Not that you stop them, they stop of their own accord. And when they stop of their own accord there is great grace, there is great beauty.
The third question:
Question 3:
YOU HAVE CONVINCED ME. BEFORE ANY QUESTION ARISES, BEFORE ANY ANSWER CAN BE GIVEN, I BELIEVE YOU, HAPPILY.
The question is from Yoga Puja.
It is not a question at all! I am happy, Puja. But just change one word in your mind. Don't call it conviction, call it conversion. That is what you really mean. You have used a wrong word, that's all.

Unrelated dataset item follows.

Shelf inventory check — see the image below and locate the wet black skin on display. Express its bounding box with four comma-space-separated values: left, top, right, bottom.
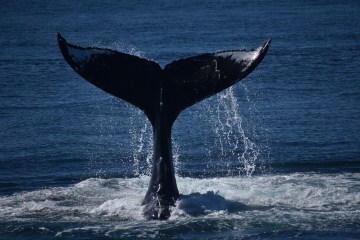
57, 33, 270, 220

Conviction is logical, intellectual, of the mind. It does not go very deep. And behind each conviction, doubt persists. Conviction does not change anybody. It is a mind thing, how can it change your totality? And conviction is borrowed. I am being very logical about something and you become convinced, but it is because I am being very logical about something. My logic appeals to you, you cannot argue against it, hence con-viction. Conviction is borrowed. We get it all from others. You become a Christian, a convinced Christian, because your parents were Christian. Or you become a convinced Hindu, a staunch Hindu, a mad Hindu, because your parents were Hindus. And so on, so forth.
I have heard....
A Sunday school teacher suddenly stopped reading a passage in her Bible and asked her pupils, 'Why do you believe in God?'
She got a variety of answers - some full of simple faith, others obviously insincere. The one that stopped her cold came from the son of one of Chicago's best known ministers.
He frowned and answered, 'I guess it just runs in our family.'
That's how you get your convictions.
With me let there be conversion, not conviction; I am not interested in convincing you about anything.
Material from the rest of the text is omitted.